Cheese inventories typically grow in the spring, but this year they fell 1.6% from April 30 to May 31 thanks to the strong draw from retailers and from restaurants readying to reopen. Still, at 1.45 billion pounds, cheese inventories were 5% greater than in May 2019. There is a mountain of aging cheese in storage, and there are signs that the fresh cheese shortage is starting to ease.
While at least one buyer stepped into the fray of the spot markets, others were more reticent. Meanwhile, milk is noticeably easier to come by in the Upper Midwest. Cheesemakers paid steep premiums for spot milk in the first three weeks of June, but now they are buying at a discount, which suggests they have all the milk they need even as some plants run seven-day work weeks.
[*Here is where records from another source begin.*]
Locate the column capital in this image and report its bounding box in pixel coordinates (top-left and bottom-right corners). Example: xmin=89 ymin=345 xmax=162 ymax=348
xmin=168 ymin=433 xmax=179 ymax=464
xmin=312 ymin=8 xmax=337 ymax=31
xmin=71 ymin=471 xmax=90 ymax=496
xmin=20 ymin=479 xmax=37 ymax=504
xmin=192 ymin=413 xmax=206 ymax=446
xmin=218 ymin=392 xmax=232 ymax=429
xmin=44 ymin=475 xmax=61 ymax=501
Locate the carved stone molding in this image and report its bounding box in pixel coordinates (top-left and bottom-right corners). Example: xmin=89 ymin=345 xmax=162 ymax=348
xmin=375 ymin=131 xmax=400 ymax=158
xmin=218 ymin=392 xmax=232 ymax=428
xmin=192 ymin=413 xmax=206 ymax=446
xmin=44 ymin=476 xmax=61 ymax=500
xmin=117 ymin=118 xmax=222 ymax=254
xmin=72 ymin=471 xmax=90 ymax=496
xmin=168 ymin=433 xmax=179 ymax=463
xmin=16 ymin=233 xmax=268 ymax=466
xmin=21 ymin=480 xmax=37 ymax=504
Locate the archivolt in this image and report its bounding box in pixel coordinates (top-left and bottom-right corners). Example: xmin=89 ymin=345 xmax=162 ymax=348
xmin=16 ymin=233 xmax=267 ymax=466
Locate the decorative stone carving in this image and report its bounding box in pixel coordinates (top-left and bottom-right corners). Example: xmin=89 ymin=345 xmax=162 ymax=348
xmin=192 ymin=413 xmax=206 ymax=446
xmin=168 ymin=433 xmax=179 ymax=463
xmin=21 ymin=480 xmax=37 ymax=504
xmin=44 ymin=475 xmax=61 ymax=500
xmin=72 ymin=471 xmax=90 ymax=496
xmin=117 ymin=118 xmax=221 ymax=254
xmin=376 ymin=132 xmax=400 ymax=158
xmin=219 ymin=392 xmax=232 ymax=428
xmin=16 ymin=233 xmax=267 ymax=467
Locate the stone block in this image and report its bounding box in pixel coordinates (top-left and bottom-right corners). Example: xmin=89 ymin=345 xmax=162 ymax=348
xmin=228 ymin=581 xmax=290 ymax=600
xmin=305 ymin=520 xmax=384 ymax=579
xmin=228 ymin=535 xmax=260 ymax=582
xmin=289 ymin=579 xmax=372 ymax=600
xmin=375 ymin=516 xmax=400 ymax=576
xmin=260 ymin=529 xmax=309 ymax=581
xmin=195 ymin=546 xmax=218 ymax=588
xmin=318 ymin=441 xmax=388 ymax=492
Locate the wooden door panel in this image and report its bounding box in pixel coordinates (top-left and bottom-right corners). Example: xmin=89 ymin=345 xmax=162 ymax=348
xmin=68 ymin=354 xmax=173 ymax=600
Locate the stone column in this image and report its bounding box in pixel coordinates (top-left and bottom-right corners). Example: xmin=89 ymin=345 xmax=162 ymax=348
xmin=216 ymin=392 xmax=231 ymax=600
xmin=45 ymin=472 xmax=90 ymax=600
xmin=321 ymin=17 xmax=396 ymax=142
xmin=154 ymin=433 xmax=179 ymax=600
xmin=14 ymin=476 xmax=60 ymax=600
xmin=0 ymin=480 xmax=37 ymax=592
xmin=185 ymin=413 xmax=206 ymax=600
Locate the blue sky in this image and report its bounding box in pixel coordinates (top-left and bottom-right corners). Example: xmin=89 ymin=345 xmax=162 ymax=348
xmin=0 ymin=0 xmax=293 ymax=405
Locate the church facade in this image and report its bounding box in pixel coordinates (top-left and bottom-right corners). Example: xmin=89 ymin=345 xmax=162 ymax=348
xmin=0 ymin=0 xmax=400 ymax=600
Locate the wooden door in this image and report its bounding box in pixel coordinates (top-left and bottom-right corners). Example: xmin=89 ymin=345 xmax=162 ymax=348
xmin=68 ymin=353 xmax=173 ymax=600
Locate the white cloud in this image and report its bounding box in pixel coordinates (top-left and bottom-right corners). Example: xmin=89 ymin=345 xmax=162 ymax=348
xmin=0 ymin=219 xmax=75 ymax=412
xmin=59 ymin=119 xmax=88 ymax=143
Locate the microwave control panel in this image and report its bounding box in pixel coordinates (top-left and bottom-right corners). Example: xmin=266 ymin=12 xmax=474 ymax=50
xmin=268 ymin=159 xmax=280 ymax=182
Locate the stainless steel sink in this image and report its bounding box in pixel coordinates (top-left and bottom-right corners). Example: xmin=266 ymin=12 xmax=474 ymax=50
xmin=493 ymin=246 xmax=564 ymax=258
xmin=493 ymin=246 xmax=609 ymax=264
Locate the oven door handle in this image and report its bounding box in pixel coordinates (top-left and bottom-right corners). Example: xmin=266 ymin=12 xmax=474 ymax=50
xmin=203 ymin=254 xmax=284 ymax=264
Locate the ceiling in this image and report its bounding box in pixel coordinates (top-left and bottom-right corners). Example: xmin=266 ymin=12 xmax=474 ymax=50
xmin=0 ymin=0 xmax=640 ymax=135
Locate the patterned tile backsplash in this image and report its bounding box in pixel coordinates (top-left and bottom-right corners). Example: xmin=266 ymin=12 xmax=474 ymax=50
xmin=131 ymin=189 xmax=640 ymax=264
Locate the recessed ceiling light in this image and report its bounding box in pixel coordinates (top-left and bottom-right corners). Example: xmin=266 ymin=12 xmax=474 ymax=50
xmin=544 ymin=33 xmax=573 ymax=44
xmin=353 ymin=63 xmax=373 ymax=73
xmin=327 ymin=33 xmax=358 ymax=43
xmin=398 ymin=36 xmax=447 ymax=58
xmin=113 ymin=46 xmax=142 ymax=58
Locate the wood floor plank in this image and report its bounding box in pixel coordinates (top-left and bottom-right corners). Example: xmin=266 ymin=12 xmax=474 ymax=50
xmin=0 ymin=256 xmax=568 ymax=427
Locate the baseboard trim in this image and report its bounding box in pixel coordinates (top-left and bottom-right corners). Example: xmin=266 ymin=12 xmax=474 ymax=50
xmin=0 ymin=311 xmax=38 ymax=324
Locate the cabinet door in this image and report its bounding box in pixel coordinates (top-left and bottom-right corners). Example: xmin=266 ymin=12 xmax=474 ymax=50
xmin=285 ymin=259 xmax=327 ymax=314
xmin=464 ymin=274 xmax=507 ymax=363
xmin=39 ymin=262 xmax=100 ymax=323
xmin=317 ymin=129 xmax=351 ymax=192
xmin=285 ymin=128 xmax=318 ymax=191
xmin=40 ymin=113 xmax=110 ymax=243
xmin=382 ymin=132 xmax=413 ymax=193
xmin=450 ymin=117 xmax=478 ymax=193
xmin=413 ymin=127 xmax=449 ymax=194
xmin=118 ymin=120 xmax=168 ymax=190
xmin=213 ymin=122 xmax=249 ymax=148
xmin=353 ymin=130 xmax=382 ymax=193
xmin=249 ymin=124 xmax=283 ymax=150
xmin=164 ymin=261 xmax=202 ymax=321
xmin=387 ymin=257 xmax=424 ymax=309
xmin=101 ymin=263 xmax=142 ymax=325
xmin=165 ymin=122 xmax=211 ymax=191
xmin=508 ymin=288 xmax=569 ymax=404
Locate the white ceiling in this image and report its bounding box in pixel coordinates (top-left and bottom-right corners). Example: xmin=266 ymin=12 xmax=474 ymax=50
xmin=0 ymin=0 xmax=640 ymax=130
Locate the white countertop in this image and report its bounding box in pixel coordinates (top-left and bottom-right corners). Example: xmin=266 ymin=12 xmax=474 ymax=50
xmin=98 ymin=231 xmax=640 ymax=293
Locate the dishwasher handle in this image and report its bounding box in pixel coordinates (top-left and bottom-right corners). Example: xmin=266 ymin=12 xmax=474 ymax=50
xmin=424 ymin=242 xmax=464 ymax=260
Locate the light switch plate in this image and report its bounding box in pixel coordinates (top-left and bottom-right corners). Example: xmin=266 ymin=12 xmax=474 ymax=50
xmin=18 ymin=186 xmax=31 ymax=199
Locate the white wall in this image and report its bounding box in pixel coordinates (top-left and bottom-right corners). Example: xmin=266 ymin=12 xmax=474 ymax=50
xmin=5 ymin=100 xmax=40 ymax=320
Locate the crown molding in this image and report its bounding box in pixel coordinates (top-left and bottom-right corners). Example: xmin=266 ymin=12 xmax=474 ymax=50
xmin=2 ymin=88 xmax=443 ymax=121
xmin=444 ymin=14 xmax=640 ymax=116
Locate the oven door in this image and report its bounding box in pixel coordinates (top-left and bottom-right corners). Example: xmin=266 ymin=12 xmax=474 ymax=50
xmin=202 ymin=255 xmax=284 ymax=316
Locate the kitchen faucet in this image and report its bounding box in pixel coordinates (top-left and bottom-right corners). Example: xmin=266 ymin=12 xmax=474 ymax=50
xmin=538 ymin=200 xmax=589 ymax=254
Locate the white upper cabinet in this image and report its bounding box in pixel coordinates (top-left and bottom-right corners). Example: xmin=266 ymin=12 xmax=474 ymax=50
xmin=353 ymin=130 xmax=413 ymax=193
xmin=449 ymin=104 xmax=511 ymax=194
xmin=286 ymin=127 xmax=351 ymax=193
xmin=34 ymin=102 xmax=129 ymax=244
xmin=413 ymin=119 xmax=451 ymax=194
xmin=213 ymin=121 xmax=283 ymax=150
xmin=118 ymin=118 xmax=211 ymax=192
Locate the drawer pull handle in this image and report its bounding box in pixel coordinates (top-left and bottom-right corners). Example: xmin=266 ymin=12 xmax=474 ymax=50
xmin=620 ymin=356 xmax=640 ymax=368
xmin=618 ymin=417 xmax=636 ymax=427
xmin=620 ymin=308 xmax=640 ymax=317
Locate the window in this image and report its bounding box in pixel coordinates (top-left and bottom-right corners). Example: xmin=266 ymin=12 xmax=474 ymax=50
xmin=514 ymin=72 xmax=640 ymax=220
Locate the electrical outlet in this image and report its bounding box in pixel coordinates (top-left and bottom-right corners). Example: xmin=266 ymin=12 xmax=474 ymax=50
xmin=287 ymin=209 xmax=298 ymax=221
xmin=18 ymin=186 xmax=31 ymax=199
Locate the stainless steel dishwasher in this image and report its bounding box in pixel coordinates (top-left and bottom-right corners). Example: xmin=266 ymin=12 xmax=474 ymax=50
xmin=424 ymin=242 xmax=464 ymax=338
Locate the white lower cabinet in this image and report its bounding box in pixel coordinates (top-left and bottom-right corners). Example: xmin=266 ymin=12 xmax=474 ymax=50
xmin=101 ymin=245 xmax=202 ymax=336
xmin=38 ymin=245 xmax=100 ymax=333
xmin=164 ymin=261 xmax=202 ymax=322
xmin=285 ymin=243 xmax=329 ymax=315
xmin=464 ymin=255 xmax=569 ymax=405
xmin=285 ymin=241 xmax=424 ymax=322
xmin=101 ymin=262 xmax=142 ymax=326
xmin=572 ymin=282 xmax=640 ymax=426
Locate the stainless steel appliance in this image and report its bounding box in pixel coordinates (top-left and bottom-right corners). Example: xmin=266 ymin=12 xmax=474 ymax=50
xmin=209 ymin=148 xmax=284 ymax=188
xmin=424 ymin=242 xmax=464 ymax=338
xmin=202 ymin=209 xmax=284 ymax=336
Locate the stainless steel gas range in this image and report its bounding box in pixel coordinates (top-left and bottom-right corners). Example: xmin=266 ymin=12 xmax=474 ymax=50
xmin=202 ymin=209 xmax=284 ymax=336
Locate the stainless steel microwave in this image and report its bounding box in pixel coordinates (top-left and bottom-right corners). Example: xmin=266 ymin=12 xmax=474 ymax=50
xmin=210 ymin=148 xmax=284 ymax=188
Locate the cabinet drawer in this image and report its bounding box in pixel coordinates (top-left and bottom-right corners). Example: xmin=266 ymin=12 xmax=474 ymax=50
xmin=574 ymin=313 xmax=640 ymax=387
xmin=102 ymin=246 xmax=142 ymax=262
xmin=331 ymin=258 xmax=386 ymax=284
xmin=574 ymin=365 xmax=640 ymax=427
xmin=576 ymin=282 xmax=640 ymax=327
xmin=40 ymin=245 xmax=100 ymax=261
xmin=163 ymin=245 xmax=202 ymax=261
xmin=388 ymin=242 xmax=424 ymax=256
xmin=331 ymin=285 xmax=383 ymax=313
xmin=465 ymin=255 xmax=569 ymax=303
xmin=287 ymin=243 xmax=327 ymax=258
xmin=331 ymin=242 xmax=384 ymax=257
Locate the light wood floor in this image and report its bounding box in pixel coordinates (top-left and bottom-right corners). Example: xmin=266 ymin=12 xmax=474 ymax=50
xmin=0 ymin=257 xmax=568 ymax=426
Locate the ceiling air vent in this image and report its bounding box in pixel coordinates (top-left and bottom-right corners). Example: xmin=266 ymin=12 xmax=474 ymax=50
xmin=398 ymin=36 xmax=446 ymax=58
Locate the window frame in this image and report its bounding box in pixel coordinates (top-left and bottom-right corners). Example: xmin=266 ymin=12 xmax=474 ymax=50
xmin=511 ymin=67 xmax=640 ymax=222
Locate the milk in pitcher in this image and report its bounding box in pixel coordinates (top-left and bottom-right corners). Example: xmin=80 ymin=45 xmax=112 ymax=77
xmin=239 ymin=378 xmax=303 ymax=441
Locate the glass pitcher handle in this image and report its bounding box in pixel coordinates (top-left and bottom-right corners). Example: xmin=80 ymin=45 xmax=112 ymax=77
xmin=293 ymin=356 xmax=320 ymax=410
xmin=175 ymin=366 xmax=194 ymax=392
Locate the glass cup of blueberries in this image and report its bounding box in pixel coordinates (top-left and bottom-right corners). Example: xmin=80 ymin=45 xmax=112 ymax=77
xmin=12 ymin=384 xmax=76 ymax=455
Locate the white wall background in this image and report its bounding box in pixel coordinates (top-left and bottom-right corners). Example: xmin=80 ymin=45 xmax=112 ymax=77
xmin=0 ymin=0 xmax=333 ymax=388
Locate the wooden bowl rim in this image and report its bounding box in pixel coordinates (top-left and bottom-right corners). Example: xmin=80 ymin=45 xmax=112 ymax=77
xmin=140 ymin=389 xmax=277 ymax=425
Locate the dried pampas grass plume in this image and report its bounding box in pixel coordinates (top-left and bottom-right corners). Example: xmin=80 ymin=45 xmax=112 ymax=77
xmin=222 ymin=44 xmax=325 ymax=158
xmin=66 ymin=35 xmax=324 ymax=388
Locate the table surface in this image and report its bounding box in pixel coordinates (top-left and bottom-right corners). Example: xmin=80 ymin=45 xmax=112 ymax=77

Across the nation, processors are fortifying with powders to boost throughput. The industry is likely to have more than enough cheese later this year.
With cheese vats full to the brim, whey output is going strong and inventories are building. CME spot whey slipped 1.5ȼ this week to 31.25ȼ. Most Class III futures finished deep in the red. However, the July contract cheered the spot market spectacle and climbed 46ȼ this week to $21.64 per cwt.
The other spot markets fizzled. Spot butter tumbled 8.5ȼ to $1.765. There were 380.2 million pounds of butter in cold storage on May 31, 21.2% more than the prior year and the highest monthly total since 1993. Butter makers are trying to pare down stocks by cutting and wrapping blocks into retail-friendly packaging, as food service demand for bulk butter is limited. Churns are mostly idle as ice cream and cream cheese production is keeping cream values out of reach.
CME spot nonfat dry milk (NDM) dropped 1.25ȼ to $1.02. Milk powder buyers seem inclined to wait for prices to break before stepping up their purchases. With both butter and powder losing ground, Class IV slumped. Second-half futures contracts lost an average of 56ȼ this week. June, July, and August futures are floundering below $15.
It is difficult to slam on the brakes in the spring and then open the throttle in the summer. But $20 milk is a powerful motivator, and dairy producers are doing their darnedest. Whatever they did to reduce milk output – feeding a cheaper ration, drying early, culling aggressively, or milking less frequently – they are undoing today. The industry cannot fill the parlor and the bulk tank immediately, but the impact of this new trajectory will surely add up to more cows and more milk over time. In the three weeks ending June 13, dairy slaughter volumes have fallen 12% behind the 2019 pace, an about-face from April and early May, when slaughter accelerated to a 34-year high. Springers are selling for the highest values in more than two years, which suggests that dairy producers are anxious to fill every stall. Processing capacity and heifer inventories are likely to put a ceiling on expansion eventually, but the industry is clearly leaning in that direction. After another dismal spring, dairy producers have surely earned the thrill of a big summer milk check, and they should milk it for all its worth. But it seems likely that the industry will overdo it, and wake up from this celebratory season with a harrowing hangover.
The grain markets took a big step back this week. September corn futures dropped 18ȼ this week to $3.1925 per bushel, near the life-of-contract low. August soybeans settled at $8.60, down 16ȼ. After widespread rains, crops are thriving. The Corn Belt’s two-week forecast looks nearly ideal. Meanwhile, demand is in question. The U.S. and China are at odds on international diplomacy, and Beijing has tacitly warned U.S. officials that this could put Phase One agricultural purchases in jeopardy. China has already cleaned out Brazil’s soy stocks and will have to shop in the U.S. eventually. But these geopolitical disagreements give China every incentive to slow purchases to gain leverage. The feed markets are caught in the crossfire.